The court heard police acting on a tip spotted the truck stopped in the middle of the street at 10:35 p.m. on June 11, 2016. Two men were trying to jump-start the vehicle. Rautenberg told police he was helping his friend get his vehicle started, and the officers let him leave the scene.
After Rautenberg left, the court heard, one of the constables noticed damage to the ignition below the steering wheel and to a radio above the windshield.
“Wires were dangling from both,” Appeal Court Justice Mary Saunders noted, following a hearing in Vancouver. “The police also observed other items and a piece of identification in the centre console in the name of the man in the passenger seat. In time it was learned that the vehicle was stolen, and the appellant was charged with the single count before us.”
The trial judge convicted Rautenberg, finding he knew or was wilfully blind to the truck having been stolen because the lighting at that time of year was sufficient for him to see the dangling wires. The appeal court heard she wrongly stated the police arrived at 10 p.m.
The constable testified the scene was relatively dark, illuminated only by driveway lights and “residential lighting kinda thing.” Both police cars had their lights on, with the blue and red emergency lights flashing on one of them.
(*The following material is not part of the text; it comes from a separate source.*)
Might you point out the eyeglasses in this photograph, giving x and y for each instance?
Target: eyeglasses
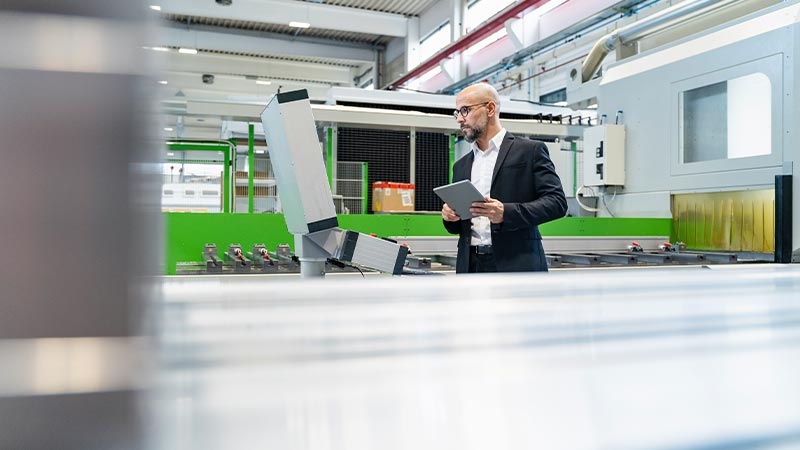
(464, 110)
The trucks headlights or interior lights weren’t on.
Saunders found that the provincial court judge’s decision to convict, based on the constable’s testimony that the lighting would have been adequate for Rautenberg to see the wires, and also taking the time of year into account, “reflects a misapprehension of the evidence.”
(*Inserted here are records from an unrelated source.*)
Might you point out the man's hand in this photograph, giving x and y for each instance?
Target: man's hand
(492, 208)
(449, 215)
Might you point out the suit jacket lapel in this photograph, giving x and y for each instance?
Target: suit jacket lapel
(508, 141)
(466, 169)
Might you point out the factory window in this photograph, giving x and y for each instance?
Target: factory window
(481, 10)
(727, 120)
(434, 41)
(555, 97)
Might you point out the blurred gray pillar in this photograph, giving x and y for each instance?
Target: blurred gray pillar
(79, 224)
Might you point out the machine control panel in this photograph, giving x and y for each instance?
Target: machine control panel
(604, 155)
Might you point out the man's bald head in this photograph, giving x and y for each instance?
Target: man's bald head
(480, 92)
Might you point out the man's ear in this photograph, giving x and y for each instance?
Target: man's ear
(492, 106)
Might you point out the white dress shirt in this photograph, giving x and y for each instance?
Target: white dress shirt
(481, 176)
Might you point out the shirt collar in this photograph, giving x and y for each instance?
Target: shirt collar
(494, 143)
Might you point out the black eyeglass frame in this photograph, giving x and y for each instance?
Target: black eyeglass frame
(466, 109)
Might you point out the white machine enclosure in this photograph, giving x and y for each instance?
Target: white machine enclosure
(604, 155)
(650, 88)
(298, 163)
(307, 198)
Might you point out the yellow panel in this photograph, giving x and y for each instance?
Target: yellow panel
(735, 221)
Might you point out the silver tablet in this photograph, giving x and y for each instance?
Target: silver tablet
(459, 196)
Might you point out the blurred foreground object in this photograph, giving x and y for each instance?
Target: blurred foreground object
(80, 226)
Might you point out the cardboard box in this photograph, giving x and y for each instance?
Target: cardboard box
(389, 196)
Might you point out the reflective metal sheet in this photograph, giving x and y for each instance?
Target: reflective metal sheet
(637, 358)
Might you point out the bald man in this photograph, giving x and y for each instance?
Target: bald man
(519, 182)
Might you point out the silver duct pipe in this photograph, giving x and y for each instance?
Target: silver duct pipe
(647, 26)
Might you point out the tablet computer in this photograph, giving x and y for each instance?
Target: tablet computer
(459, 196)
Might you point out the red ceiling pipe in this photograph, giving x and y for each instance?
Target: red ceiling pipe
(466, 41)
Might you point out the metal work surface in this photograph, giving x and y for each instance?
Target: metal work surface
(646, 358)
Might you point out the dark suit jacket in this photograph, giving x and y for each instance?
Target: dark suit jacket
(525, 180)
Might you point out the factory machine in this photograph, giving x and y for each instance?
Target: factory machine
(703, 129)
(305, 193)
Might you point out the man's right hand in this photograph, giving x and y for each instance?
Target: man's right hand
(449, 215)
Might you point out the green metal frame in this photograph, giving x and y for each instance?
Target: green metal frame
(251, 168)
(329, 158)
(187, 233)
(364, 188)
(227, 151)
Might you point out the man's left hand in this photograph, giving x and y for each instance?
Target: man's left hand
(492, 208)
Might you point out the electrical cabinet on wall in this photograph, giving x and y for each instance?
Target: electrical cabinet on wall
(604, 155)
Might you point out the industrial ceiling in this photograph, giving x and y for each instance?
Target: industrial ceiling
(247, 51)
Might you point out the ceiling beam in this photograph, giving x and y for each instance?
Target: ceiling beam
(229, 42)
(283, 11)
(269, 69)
“Crown counsel agree that there was no evidence as to the presence of natural light,” Saunders noted in her reasons for judgment. “I take it that the Crown accepts that it was an error for the judge to consider that there was residual light to augment whatever other light the properties in the cul-de-sac provided.”
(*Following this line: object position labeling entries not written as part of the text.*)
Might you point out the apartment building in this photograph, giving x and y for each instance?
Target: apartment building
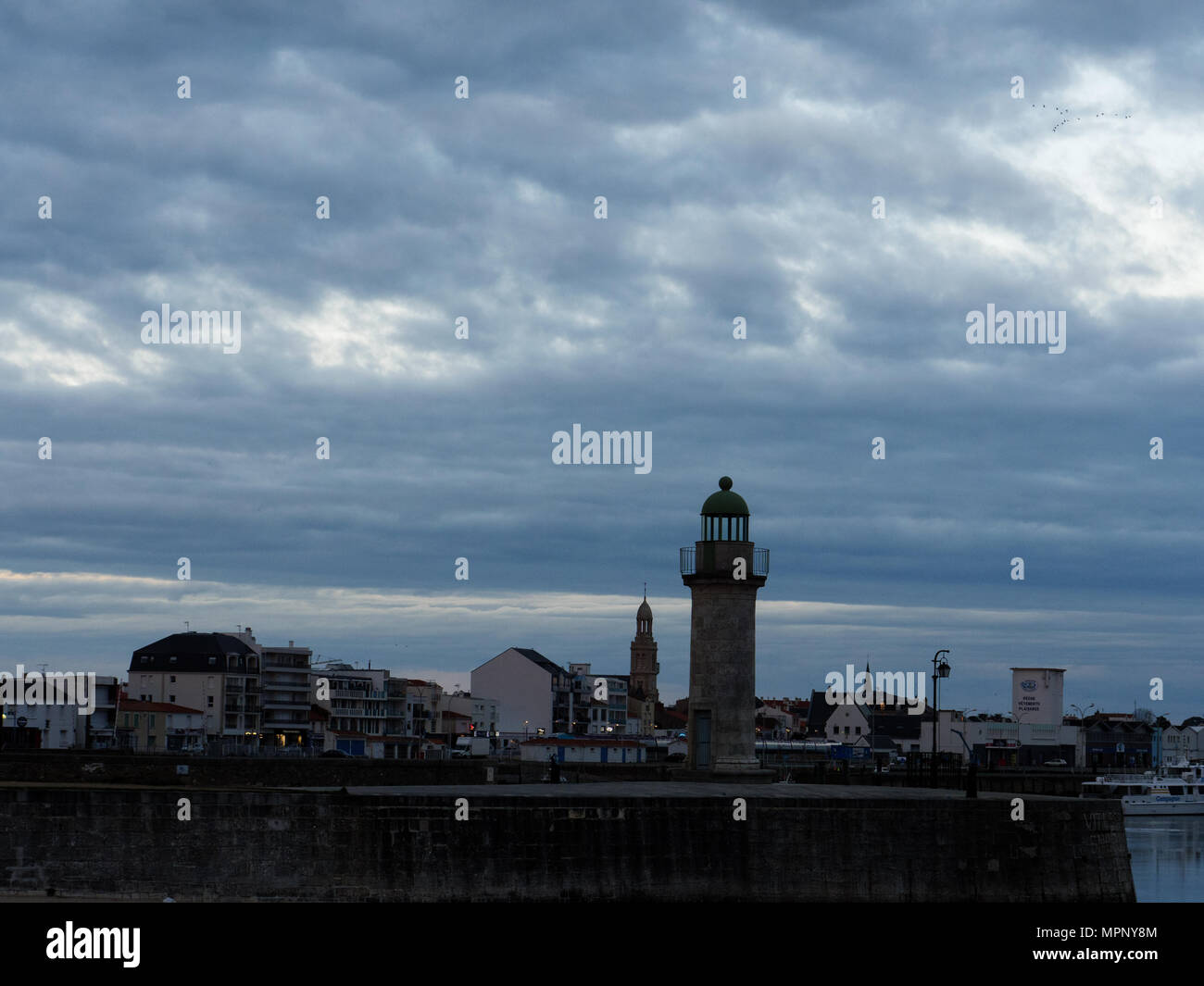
(357, 705)
(593, 716)
(217, 673)
(159, 726)
(103, 721)
(533, 693)
(285, 693)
The appeal court judge noted that June 11 is “time-proximate to the summer solstice, when daylight can linger,” she noted – up until about the time police arrived at the cul-de-sac, but for them arriving at 10:35 p.m. and not 10 p.m., as the trial judge thought.
“Her comment may be an instance of taking judicial notice of the earth’s celestial movement,” Saunders noted. But in the context of police arriving at 10:35 p.m., “however, the comment loses this astronomical rationale.”
“The question is whether the error I have identified fatally undermines the verdict,” Saunders said. “In my view, it does.“
Justices David Harris and Gail Dickson agreed with Saunder’s decision to set aside Rautenberg’s conviction and order a new trial.